Le recours à l’inflation peut-il être une stratégie de sortie de crise ?
© Joël Hermet 2010
Sujet d’actualité en 2010 car les plans de relance budgétaire et monétaire exercent et vont
exercer de plus en plus dans le futur une pression à la hausse sur les prix.
Un film sorti en 1982 avec Zabou, dans une parodie de Blanche Neige, s’intitulait « Elle
voit des nains partout » ; à l’instar de Zabou, certains élèves voient de l’inflation partout ! On
rappellera que la période des années 1930 ne fut pas une période d’inflation mais au contraire de
déflation, avec une baisse de 16% des prix aux USA de 1930 à 1940, calcul que l’on peut faire soi-
même sur le site de la FED de Minneapolis http://www.minneapolisfed.org/. De même, la période
1990-2010 au Japon a été marquée par des années de stagnation voire de baisse des prix.
Pour bien délimiter le cadre du sujet, un exercice simple est de le modifier légèrement :
Le sujet n’est pas « L’inflation évite-t-elle les crises ? » car si on évite une crise, logiquement on
n’a pas à en sortir, ni « L’inflation favorise-t-elle la croissance ? » car les effets positifs ou négatifs
de l’inflation en période de croissance, par exemple pendant les 30 glorieuses, sont hors-sujet.
Le sujet n’est pas non plus « Quelle est la vision de l’inflation pour les keynésiens et les
monétaristes ? » car cela dépasse le cadre du sujet (les causes de l’inflation par exemple) même si
la vision de l’inflation par ces deux courants nourrira notre réflexion.
La réponse dépendra de nature de la crise : crise de l’offre ou de la demande ? Le terme
« crise » étant pris dans son sens courant de récession ou dépression.
Pb : face à une crise, doit-on recourir à des politiques qui favorisent ou provoquent de l’inflation ?
I) L’inflation non anticipée peut à court terme entraîner un effet de relance
1) L’inflation permet de restaurer une demande atone :
* hausse de l’emprunt par l’effet de levier, permettant d’accroitre la consommation et
l’investissement privés
* hausse des recettes fiscales du gouvernement et baisse de la valeur réelle de la dette publique
(lien avec le niveau élevé de la dette publique en période de crise) ce qui permet d’augmenter la
demande publique quand la demande privée faiblit
* l’inflation a en outre le grand avantage pour ses partisans d’éviter la déflation qui pointe le bout
de son nez en cas de récession en raison de la baisse de la demande ; Roosevelt a d’ailleurs
pratiqué une politique de reflation en 1933 pour sortir les USA de la déflation.
2) L’inflation permet de diminuer un chômage élevé : Courbe de Phillips
* pour les keynésiens, la politique de relance budgétaire et monétaire permet d’augmenter la
demande globale, de baisser le chômage tout en accroissant l’inflation ; ici l’inflation n’est pas la
solution mais plutôt l’effet secondaire.

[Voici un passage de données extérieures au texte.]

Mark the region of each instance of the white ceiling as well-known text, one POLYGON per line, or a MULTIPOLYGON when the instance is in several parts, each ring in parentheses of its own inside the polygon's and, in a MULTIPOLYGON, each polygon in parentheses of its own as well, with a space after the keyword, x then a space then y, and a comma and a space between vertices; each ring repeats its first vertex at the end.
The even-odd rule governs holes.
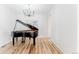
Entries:
MULTIPOLYGON (((21 14, 23 9, 28 8, 28 4, 9 4, 7 6, 18 14, 21 14)), ((36 14, 48 14, 53 6, 53 4, 30 4, 30 8, 33 9, 36 14)))

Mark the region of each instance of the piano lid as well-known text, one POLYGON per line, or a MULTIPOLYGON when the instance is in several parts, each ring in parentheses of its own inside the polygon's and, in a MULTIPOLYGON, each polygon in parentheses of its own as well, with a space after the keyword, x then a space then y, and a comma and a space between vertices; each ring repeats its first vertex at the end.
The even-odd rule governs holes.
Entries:
POLYGON ((33 25, 30 25, 30 24, 26 24, 26 23, 24 23, 24 22, 22 22, 22 21, 20 21, 20 20, 16 20, 17 22, 19 22, 19 23, 21 23, 22 25, 24 25, 24 26, 27 26, 28 28, 30 28, 30 29, 32 29, 32 30, 38 30, 38 28, 36 28, 35 26, 33 26, 33 25))

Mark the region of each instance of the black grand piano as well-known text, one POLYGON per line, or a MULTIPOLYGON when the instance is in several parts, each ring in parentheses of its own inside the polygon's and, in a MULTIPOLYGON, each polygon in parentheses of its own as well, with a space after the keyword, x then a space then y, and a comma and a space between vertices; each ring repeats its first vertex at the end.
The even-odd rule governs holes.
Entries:
POLYGON ((22 25, 27 26, 28 28, 30 28, 30 30, 21 30, 21 31, 15 31, 15 30, 13 30, 12 31, 13 46, 15 44, 15 38, 16 38, 16 41, 18 41, 18 37, 22 37, 22 43, 25 42, 25 38, 26 37, 29 37, 29 39, 33 38, 33 45, 35 45, 35 39, 38 36, 38 28, 36 28, 33 25, 26 24, 26 23, 24 23, 24 22, 22 22, 20 20, 16 20, 16 22, 19 22, 22 25))

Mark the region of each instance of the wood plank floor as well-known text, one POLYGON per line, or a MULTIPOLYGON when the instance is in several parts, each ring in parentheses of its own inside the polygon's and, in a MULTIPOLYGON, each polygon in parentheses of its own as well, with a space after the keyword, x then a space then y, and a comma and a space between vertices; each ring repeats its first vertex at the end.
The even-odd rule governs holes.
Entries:
MULTIPOLYGON (((20 39, 20 38, 19 38, 20 39)), ((12 42, 0 48, 1 54, 62 54, 59 48, 48 38, 36 39, 36 45, 33 46, 33 39, 26 39, 25 43, 19 40, 15 46, 12 42)))

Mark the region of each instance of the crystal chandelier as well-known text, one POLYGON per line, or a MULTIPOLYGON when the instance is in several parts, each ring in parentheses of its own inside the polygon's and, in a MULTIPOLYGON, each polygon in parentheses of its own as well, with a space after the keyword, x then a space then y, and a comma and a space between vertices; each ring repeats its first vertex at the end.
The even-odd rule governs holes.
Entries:
POLYGON ((35 11, 30 8, 30 5, 28 5, 28 8, 24 9, 23 13, 25 16, 31 17, 31 16, 34 16, 35 11))

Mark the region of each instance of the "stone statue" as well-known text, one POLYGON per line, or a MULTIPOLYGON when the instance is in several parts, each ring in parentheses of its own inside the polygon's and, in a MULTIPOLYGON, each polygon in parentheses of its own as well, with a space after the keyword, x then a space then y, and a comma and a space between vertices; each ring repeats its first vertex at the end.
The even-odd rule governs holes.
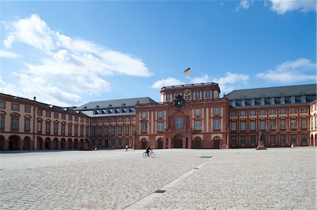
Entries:
POLYGON ((185 100, 184 98, 182 98, 182 96, 180 95, 176 96, 174 102, 173 103, 173 106, 178 109, 185 106, 185 100))

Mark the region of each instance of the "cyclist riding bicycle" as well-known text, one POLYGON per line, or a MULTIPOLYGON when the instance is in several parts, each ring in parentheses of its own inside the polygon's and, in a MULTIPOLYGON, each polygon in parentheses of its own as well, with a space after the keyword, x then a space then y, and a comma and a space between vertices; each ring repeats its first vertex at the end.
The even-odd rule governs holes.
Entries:
POLYGON ((152 150, 151 150, 151 147, 150 146, 149 146, 149 147, 147 148, 147 151, 145 152, 147 153, 147 156, 149 156, 149 150, 152 151, 152 150))

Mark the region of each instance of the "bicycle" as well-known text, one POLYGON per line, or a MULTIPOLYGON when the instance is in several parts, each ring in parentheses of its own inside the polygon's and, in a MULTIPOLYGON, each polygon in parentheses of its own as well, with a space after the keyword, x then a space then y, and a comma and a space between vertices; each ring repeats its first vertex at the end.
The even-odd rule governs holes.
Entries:
POLYGON ((143 152, 142 155, 144 158, 147 158, 148 157, 151 157, 151 158, 154 158, 156 156, 156 154, 154 153, 153 151, 150 151, 149 152, 149 155, 147 154, 147 152, 143 152))

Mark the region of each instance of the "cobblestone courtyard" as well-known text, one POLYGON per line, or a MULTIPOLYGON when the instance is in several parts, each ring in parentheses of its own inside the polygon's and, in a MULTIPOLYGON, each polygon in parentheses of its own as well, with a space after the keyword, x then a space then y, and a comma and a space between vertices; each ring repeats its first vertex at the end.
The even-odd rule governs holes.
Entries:
POLYGON ((313 147, 143 152, 0 153, 0 209, 317 209, 313 147))

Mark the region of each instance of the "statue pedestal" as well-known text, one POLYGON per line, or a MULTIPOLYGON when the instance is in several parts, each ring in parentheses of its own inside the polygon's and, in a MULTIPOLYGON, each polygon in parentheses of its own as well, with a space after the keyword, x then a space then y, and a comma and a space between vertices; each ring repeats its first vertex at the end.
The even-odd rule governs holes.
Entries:
POLYGON ((256 150, 267 150, 262 140, 259 140, 258 143, 259 145, 256 150))

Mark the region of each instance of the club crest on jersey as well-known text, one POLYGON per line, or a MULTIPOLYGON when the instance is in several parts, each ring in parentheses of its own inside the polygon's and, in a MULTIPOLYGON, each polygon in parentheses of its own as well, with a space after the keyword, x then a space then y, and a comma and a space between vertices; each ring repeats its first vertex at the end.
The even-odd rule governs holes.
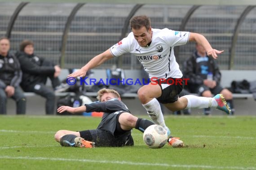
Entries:
POLYGON ((154 55, 153 56, 153 59, 154 60, 158 60, 159 58, 159 57, 158 57, 158 56, 157 56, 157 55, 154 55))
POLYGON ((158 44, 155 47, 155 50, 158 52, 162 52, 163 51, 163 47, 160 44, 158 44))

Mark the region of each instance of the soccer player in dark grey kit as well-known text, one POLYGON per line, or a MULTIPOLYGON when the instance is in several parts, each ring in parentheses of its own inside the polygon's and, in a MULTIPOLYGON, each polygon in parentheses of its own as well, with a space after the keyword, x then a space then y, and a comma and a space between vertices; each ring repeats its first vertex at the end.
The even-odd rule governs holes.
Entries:
MULTIPOLYGON (((83 112, 104 112, 102 121, 96 129, 82 131, 61 130, 54 138, 64 146, 120 147, 133 145, 131 130, 135 128, 143 132, 149 126, 154 123, 147 119, 138 118, 131 114, 121 101, 120 95, 111 89, 102 89, 98 92, 99 101, 74 108, 62 106, 57 111, 68 111, 73 114, 83 112)), ((178 140, 173 140, 169 144, 173 147, 182 146, 178 140)))

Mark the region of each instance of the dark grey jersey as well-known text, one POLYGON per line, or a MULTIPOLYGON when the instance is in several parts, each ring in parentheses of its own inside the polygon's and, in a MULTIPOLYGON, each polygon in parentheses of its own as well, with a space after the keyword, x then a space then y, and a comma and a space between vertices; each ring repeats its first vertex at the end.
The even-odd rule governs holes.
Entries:
POLYGON ((124 112, 131 113, 124 103, 117 98, 113 98, 104 102, 95 102, 86 104, 85 106, 86 112, 104 112, 102 121, 97 128, 108 131, 113 135, 116 127, 117 115, 124 112))

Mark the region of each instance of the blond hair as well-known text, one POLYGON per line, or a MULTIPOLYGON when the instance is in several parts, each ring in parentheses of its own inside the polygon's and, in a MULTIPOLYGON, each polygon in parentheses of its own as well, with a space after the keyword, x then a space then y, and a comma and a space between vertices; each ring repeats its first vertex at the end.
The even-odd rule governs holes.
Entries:
POLYGON ((113 94, 116 97, 116 98, 120 98, 120 95, 116 91, 113 90, 113 89, 107 89, 104 88, 98 91, 98 96, 97 96, 97 99, 101 102, 101 98, 102 95, 105 93, 110 93, 113 94))

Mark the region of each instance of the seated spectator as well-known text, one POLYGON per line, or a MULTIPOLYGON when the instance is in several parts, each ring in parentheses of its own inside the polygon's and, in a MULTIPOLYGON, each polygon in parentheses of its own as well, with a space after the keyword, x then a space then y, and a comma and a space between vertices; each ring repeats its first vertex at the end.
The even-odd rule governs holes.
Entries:
POLYGON ((20 45, 17 56, 23 72, 21 85, 26 92, 34 92, 46 98, 45 111, 47 115, 54 112, 55 95, 54 91, 46 85, 47 78, 51 81, 55 92, 66 90, 68 86, 62 84, 58 78, 61 68, 53 62, 34 53, 34 43, 25 40, 20 45))
MULTIPOLYGON (((206 97, 212 97, 212 94, 222 94, 234 113, 232 93, 220 85, 221 74, 217 63, 207 55, 204 48, 196 44, 196 51, 184 63, 183 76, 189 78, 188 85, 190 92, 206 97)), ((204 109, 204 113, 211 113, 211 108, 204 109)))
POLYGON ((7 98, 16 102, 17 114, 25 114, 26 100, 19 86, 22 72, 18 60, 9 49, 9 39, 0 38, 0 114, 6 114, 7 98))

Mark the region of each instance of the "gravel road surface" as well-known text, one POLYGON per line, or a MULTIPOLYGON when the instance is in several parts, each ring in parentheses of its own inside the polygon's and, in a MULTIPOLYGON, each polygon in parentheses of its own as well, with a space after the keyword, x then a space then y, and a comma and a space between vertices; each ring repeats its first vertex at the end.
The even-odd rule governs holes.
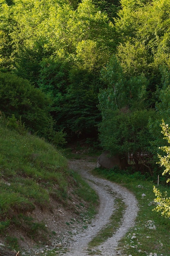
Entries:
POLYGON ((88 172, 95 168, 95 163, 83 160, 71 161, 70 168, 80 173, 99 195, 100 205, 95 218, 83 233, 75 236, 66 256, 89 255, 88 243, 97 233, 109 222, 110 216, 115 209, 115 197, 122 199, 126 208, 121 225, 113 236, 93 249, 93 255, 115 256, 121 254, 117 249, 119 240, 135 224, 138 211, 137 202, 134 195, 125 188, 109 181, 97 177, 88 172))

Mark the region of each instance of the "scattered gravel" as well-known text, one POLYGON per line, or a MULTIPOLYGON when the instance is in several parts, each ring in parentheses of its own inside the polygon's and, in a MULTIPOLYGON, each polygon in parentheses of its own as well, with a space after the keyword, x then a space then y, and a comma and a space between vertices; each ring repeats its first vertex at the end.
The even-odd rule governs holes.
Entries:
POLYGON ((88 243, 96 236, 97 232, 109 222, 109 218, 115 209, 114 197, 110 191, 121 198, 126 209, 121 221, 121 225, 112 237, 109 238, 100 245, 94 248, 93 254, 96 256, 115 256, 121 255, 117 249, 118 242, 128 230, 135 224, 138 211, 137 202, 134 195, 125 188, 109 181, 94 177, 88 172, 93 169, 95 164, 83 160, 69 162, 72 169, 78 171, 98 194, 100 207, 98 214, 92 223, 83 232, 75 235, 71 241, 66 256, 87 256, 89 255, 88 243))

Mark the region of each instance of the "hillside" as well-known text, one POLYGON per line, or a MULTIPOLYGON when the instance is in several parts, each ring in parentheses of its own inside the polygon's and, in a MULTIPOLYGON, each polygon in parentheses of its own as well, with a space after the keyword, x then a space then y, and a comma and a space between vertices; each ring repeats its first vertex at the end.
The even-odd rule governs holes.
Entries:
POLYGON ((9 129, 2 119, 0 243, 16 252, 59 243, 73 222, 84 221, 94 214, 97 197, 69 170, 60 150, 21 128, 9 129))

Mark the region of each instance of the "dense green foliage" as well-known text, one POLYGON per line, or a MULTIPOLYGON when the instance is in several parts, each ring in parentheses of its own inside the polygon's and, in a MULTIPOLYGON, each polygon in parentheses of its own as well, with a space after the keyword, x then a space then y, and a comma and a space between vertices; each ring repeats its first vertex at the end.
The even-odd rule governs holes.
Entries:
POLYGON ((47 138, 97 139, 99 132, 112 154, 146 152, 150 163, 142 164, 152 175, 163 145, 160 124, 170 121, 170 7, 169 0, 1 0, 1 70, 33 83, 42 97, 29 115, 1 110, 32 130, 35 115, 34 130, 42 125, 47 138))
MULTIPOLYGON (((159 163, 161 166, 163 166, 165 168, 162 175, 166 175, 168 174, 168 177, 166 180, 168 183, 170 182, 170 179, 169 177, 170 174, 170 129, 168 125, 165 124, 164 121, 163 121, 161 125, 162 129, 162 133, 163 135, 163 138, 168 141, 168 146, 164 146, 161 147, 161 149, 166 154, 163 157, 160 155, 158 155, 159 159, 159 163)), ((157 189, 155 186, 154 186, 153 191, 157 197, 155 199, 155 202, 157 203, 156 208, 155 209, 157 211, 161 211, 161 215, 166 218, 169 218, 170 217, 170 197, 168 196, 167 191, 164 192, 164 194, 161 192, 160 189, 157 189)))
MULTIPOLYGON (((168 255, 169 219, 165 218, 152 210, 155 207, 153 185, 156 185, 157 180, 153 181, 153 179, 150 178, 147 180, 146 176, 139 172, 132 173, 130 168, 126 170, 120 170, 116 167, 109 170, 96 168, 92 174, 125 186, 132 192, 137 200, 139 209, 135 223, 118 245, 121 254, 141 256, 151 255, 152 252, 153 255, 155 253, 159 256, 168 255), (144 193, 146 196, 143 197, 142 195, 144 193)), ((166 190, 168 194, 170 195, 169 187, 165 188, 160 184, 159 188, 163 191, 163 191, 166 190)), ((116 220, 118 216, 116 217, 116 220)), ((114 226, 119 224, 117 223, 116 220, 114 226)), ((111 226, 111 220, 110 222, 111 226)), ((113 227, 113 233, 115 231, 113 227)), ((99 239, 100 234, 99 236, 99 239)))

Cf. l’effet des relances Chirac et Mauroy.
* pour les monétaristes, la relance monétaire entraîne de l’inflation, une diminution des salaires
réels et une hausse des embauches
* pour les néo-keynésiens, l’inflation permet une plus grande flexibilité des salaires réels quand les
salaires nominaux sont rigides, or en Europe cette flexibilité serait un facteur de reprise
3) L’inflation permet de favoriser les agents les plus à même d’entrainer la reprise :
* « L‘inflation facilite la vie de ceux qui empruntent — les jeunes et les créateurs d’entreprise — au
détriment de ceux qui amassent — les créanciers et les détenteurs d’actifs financiers — l’inflation a la
singulière vertu de déstabiliser les situations acquises, de stimuler les désirs et d’exciter les croissances. Ce
n’est pas un hasard si les pays qui affichent aujourd’hui les croissances les plus fortes sont aussi ceux où
l’inflation est la plus élevée » écrivait Jacques Marseille en février 2008 dans le magazine Investir.
* l’inflation permet en outre de masquer certaines contraintes, d’éviter des conflits sociaux, de
satisfaire tout le monde : les autorités peuvent dépenser plus pour les banquiers et les constructeurs
automobiles sans dépenser moins pour les agriculteurs, les routiers, les RMIstes, etc.